Expand the Deployment Script archive file from the first step above. The contents will look like those below.
In the Azure Portal select Create a Resource from the top of the menu list on the left hand side. Type Template in the search box and select Template Deployment then select Create. Select Build your own template in the editor. Select Load File and select the parameters.json file. Then select Load File again and select the template.json file. Select Save.
Make any changes to naming, and provide an existing or new Resource Group for the WebApp. Select Purchase.
The WebApp will be created. Once completed select it from the Resource Group you specified and select Advanced Tools.
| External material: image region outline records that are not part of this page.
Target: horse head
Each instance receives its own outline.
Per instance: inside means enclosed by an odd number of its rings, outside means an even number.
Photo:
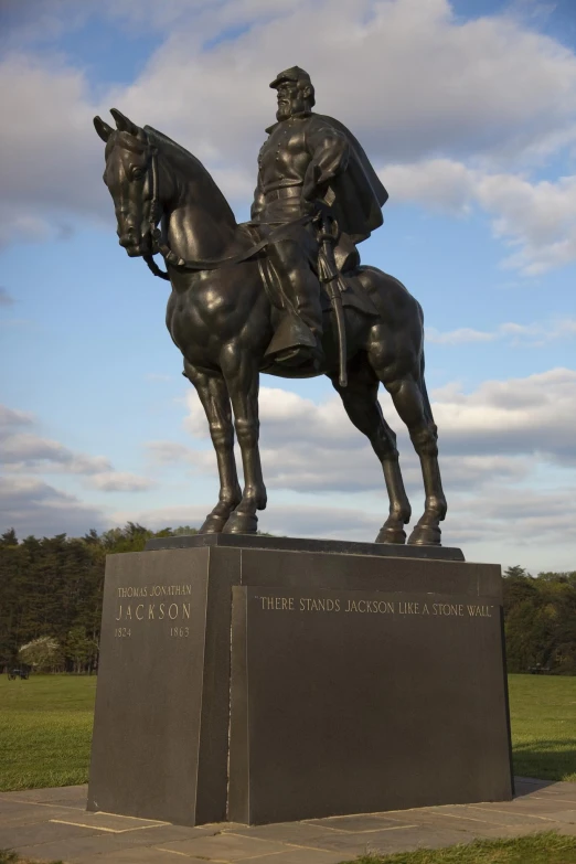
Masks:
[[[94,118],[94,127],[106,142],[103,180],[113,196],[118,239],[130,257],[149,255],[151,232],[161,216],[154,189],[156,148],[146,131],[128,117],[116,108],[111,108],[110,114],[116,120],[116,129],[100,117]]]

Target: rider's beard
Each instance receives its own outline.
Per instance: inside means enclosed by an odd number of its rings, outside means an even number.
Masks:
[[[288,117],[291,117],[292,114],[292,104],[288,100],[282,102],[281,104],[278,104],[278,110],[276,111],[276,119],[277,120],[287,120]]]

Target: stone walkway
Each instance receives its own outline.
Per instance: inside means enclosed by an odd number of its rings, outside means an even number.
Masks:
[[[428,807],[259,828],[181,828],[87,813],[86,787],[0,793],[0,849],[70,864],[339,864],[366,852],[438,847],[534,831],[576,834],[576,785],[516,780],[505,803]],[[182,862],[183,864],[183,862]]]

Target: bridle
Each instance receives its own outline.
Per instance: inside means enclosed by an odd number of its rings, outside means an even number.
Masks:
[[[158,148],[150,142],[150,139],[147,136],[147,143],[148,143],[148,150],[150,153],[150,185],[152,190],[152,198],[150,202],[150,215],[148,217],[148,231],[150,234],[150,238],[152,242],[152,252],[147,255],[142,255],[142,258],[147,263],[150,270],[153,273],[154,276],[158,276],[160,279],[170,279],[170,275],[166,270],[161,270],[158,264],[154,262],[153,256],[158,253],[163,257],[167,265],[171,265],[172,267],[175,267],[180,270],[191,270],[195,273],[200,273],[201,270],[217,270],[221,267],[232,267],[235,264],[241,264],[242,262],[247,262],[250,258],[254,258],[260,253],[263,249],[266,248],[266,246],[270,246],[274,243],[278,243],[281,239],[286,239],[286,236],[289,234],[289,230],[294,227],[295,225],[307,225],[310,222],[313,222],[316,220],[316,214],[310,213],[305,216],[300,216],[297,220],[292,220],[292,222],[287,222],[282,225],[279,225],[278,227],[274,228],[274,231],[270,232],[268,237],[265,237],[264,239],[259,241],[258,243],[255,243],[253,246],[249,247],[246,252],[242,252],[238,255],[232,255],[227,258],[204,258],[204,259],[198,259],[198,260],[189,260],[185,258],[181,258],[179,255],[175,255],[175,253],[172,252],[170,246],[162,241],[162,232],[158,227],[158,222],[161,217],[160,212],[160,194],[159,194],[159,172],[158,172]],[[248,223],[249,224],[258,224],[258,223]]]

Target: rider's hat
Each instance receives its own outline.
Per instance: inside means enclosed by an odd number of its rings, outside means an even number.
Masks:
[[[273,89],[277,89],[278,85],[281,84],[282,81],[306,81],[308,84],[312,83],[310,81],[310,75],[306,72],[306,70],[300,68],[300,66],[290,66],[289,70],[280,72],[271,82],[270,87]]]

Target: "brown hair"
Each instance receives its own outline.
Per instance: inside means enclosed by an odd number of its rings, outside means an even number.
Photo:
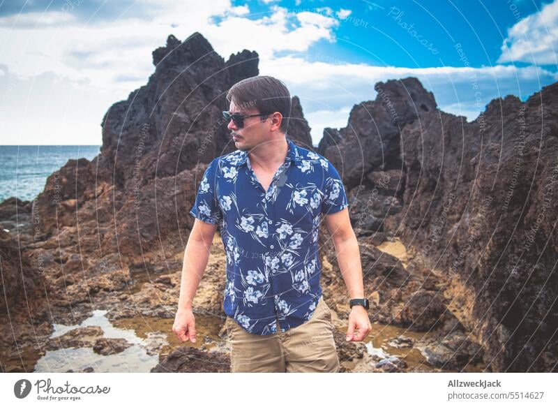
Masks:
[[[243,107],[255,107],[259,113],[279,112],[283,117],[280,130],[287,133],[291,115],[291,94],[285,84],[272,76],[252,76],[235,83],[227,93],[227,101]]]

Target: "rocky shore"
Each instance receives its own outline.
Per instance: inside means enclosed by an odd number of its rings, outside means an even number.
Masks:
[[[220,236],[194,301],[198,341],[171,332],[188,215],[206,165],[234,149],[220,112],[258,54],[225,61],[169,36],[155,72],[102,120],[92,161],[69,160],[31,202],[0,203],[2,371],[229,371]],[[557,371],[558,84],[439,110],[414,77],[376,84],[312,146],[343,177],[373,329],[346,343],[349,306],[322,223],[324,299],[344,372]]]

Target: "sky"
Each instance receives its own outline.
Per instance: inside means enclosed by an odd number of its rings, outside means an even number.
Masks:
[[[225,60],[257,51],[259,74],[299,97],[315,145],[380,81],[416,77],[469,121],[558,81],[558,0],[0,0],[0,144],[100,145],[152,51],[195,31]]]

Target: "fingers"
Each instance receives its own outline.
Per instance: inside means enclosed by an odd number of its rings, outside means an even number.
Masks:
[[[347,335],[345,337],[345,341],[352,341],[354,335],[354,323],[349,321],[349,329],[347,330]]]
[[[194,321],[190,321],[188,325],[188,332],[190,335],[190,340],[193,343],[195,343],[196,341],[196,328],[195,325],[195,324],[194,323]]]
[[[359,326],[356,323],[349,322],[349,329],[347,330],[347,335],[345,336],[345,341],[362,341],[371,330],[372,325],[370,325],[370,323],[368,323],[368,325]]]

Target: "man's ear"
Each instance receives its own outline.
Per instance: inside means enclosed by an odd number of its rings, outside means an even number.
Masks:
[[[281,126],[281,123],[282,122],[283,116],[281,114],[280,112],[275,112],[272,116],[272,122],[273,126],[277,124],[277,128],[279,128]]]

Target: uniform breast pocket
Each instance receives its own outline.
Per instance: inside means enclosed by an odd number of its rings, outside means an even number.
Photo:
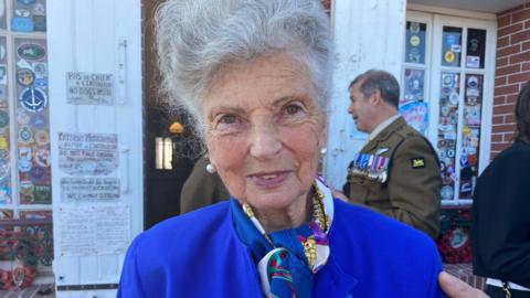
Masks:
[[[370,184],[368,178],[352,174],[350,177],[350,200],[354,203],[364,204]]]

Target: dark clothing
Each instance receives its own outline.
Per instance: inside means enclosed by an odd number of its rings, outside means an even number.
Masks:
[[[530,143],[516,141],[478,178],[470,236],[476,275],[530,288]]]
[[[436,238],[439,227],[442,177],[428,140],[398,118],[369,141],[361,153],[390,158],[388,180],[380,183],[349,174],[348,198]],[[346,188],[348,188],[346,185]]]
[[[485,292],[490,298],[506,298],[506,292],[501,287],[488,285]],[[511,298],[530,298],[530,291],[510,289]]]
[[[180,193],[180,214],[229,200],[230,194],[218,173],[206,172],[206,158],[200,158]]]

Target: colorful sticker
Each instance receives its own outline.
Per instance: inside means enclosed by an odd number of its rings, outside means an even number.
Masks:
[[[46,94],[40,88],[25,88],[19,96],[20,105],[28,111],[38,113],[47,105]]]
[[[46,51],[40,44],[24,43],[19,45],[17,54],[25,60],[42,60],[46,54]]]

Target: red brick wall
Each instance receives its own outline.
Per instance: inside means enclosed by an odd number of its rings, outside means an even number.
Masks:
[[[517,94],[530,81],[530,3],[498,13],[497,22],[491,158],[511,142]]]

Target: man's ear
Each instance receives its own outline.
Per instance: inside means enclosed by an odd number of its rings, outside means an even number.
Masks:
[[[370,102],[374,106],[381,105],[381,92],[380,91],[373,91],[372,94],[370,95]]]

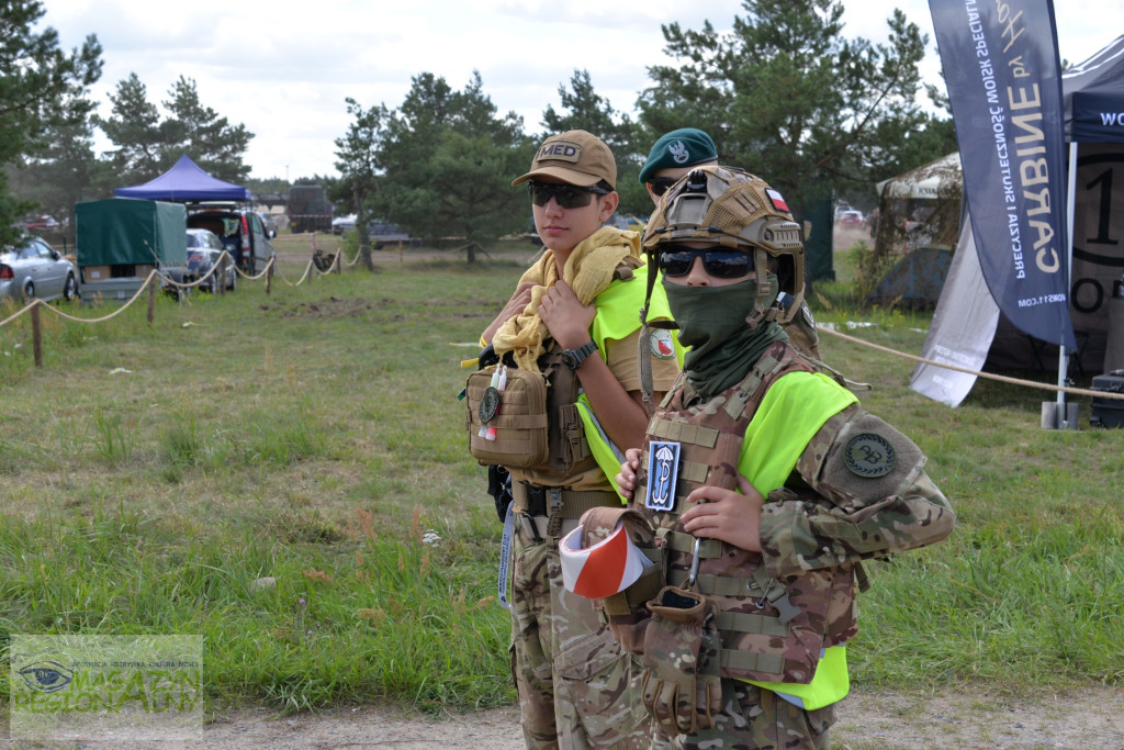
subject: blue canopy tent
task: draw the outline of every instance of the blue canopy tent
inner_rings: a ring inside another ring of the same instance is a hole
[[[180,161],[158,178],[132,188],[117,188],[114,193],[118,198],[144,198],[176,202],[253,200],[253,193],[247,188],[212,178],[191,161],[187,154],[180,156]]]

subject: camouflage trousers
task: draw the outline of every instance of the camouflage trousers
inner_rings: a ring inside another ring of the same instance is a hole
[[[722,713],[714,729],[669,738],[656,725],[653,750],[830,750],[835,704],[805,711],[772,690],[722,680]]]
[[[527,748],[649,748],[638,665],[589,599],[562,586],[554,542],[516,534],[511,674]]]

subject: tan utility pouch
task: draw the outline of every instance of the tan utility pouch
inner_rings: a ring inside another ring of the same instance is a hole
[[[500,391],[491,385],[498,367],[502,365],[493,364],[469,376],[465,387],[469,452],[484,466],[509,469],[542,466],[550,458],[546,380],[540,372],[508,367]]]

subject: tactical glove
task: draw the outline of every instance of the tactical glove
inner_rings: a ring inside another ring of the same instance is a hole
[[[644,633],[644,705],[670,737],[711,729],[714,714],[722,711],[718,604],[668,586],[647,607],[652,621]]]

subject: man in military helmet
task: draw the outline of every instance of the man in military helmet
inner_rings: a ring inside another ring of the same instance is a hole
[[[937,542],[953,512],[905,435],[778,325],[804,245],[780,192],[720,166],[667,191],[643,240],[688,346],[616,481],[664,540],[643,699],[676,748],[826,750],[849,689],[860,561]]]
[[[504,464],[514,496],[513,669],[528,748],[651,742],[633,658],[591,602],[565,590],[558,546],[584,510],[622,506],[610,477],[647,424],[642,335],[655,390],[667,391],[679,374],[681,350],[669,332],[641,332],[649,269],[640,235],[602,226],[617,206],[616,177],[608,146],[584,130],[543,142],[513,184],[527,184],[545,251],[482,336],[501,361],[547,382],[550,455]],[[659,292],[650,317],[665,319]]]
[[[652,202],[660,205],[660,198],[681,177],[699,166],[717,166],[718,150],[714,139],[705,132],[685,127],[671,130],[660,136],[652,145],[644,166],[640,171],[640,181],[647,189]],[[781,293],[782,314],[778,318],[789,343],[798,352],[819,360],[819,334],[816,333],[816,322],[812,317],[807,301],[801,297]]]

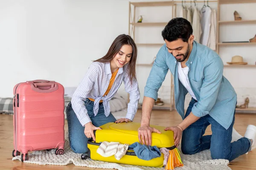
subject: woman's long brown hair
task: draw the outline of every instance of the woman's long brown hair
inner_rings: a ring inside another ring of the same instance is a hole
[[[135,67],[137,60],[137,47],[131,36],[128,35],[121,34],[119,35],[113,41],[107,54],[103,57],[98,59],[95,62],[109,62],[119,51],[122,46],[124,45],[129,45],[132,48],[132,54],[128,65],[128,71],[129,72],[129,78],[132,84],[134,79],[136,79]]]

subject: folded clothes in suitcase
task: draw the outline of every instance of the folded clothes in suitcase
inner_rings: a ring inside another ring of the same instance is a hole
[[[176,148],[172,131],[166,131],[164,130],[166,127],[163,126],[150,126],[159,130],[161,133],[152,133],[151,146],[156,146],[159,149],[165,147],[169,150]],[[101,143],[104,142],[117,142],[120,144],[129,145],[136,142],[139,142],[138,129],[140,126],[140,124],[139,123],[131,122],[127,123],[110,122],[100,126],[102,130],[94,131],[96,141],[92,142],[91,139],[88,141],[88,152],[81,155],[81,159],[84,159],[88,157],[93,160],[119,164],[154,167],[163,167],[164,158],[163,153],[161,153],[160,157],[145,160],[139,159],[136,156],[134,150],[128,148],[125,155],[118,160],[113,155],[104,157],[97,153],[97,150]]]
[[[13,89],[12,156],[27,160],[28,152],[57,148],[64,153],[64,88],[54,81],[36,80]]]

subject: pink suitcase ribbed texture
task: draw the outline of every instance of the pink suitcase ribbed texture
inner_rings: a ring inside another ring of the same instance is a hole
[[[53,81],[36,80],[17,84],[14,88],[15,150],[12,156],[28,152],[56,148],[64,153],[64,88]]]

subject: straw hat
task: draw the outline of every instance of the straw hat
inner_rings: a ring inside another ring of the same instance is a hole
[[[232,57],[232,60],[230,62],[227,62],[229,64],[237,64],[237,65],[247,65],[247,62],[244,62],[243,57],[240,56],[235,56]]]

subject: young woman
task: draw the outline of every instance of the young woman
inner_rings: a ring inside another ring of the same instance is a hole
[[[110,122],[133,121],[140,97],[136,79],[136,45],[131,37],[117,37],[103,57],[90,65],[67,106],[70,144],[76,153],[87,151],[89,138],[95,141],[93,130]],[[122,82],[130,94],[125,118],[116,120],[110,113],[109,100]]]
From the Tools menu select Azure Zip Push Deploy.
Drag and drop the Azure Zip Push Deploy zip file with the archive of the wwwroot folder you created earlier.
The Azure Zip Push Deploy zip file will be processed and the WebApp deployed.
Selecting the App in the new Tenant we can see it is deployed and running.
Hitting the App URL we can see that is being served.
This WebApp is the Microsoft Identity Manager User Object Report that I detailed in this post here.
In less that 10 minutes the WebApp is copied. No modifying JSON files, no long command lines, no FTP clients. Pretty simple. In the next post I’ll detail how I copied Azure Functions using a similar process.
Keep in mind if your WebApp is using Application Settings, KeyVaults, Managed Service Identity type options you’ll need to add those settings, certificates/credentials in the target environment.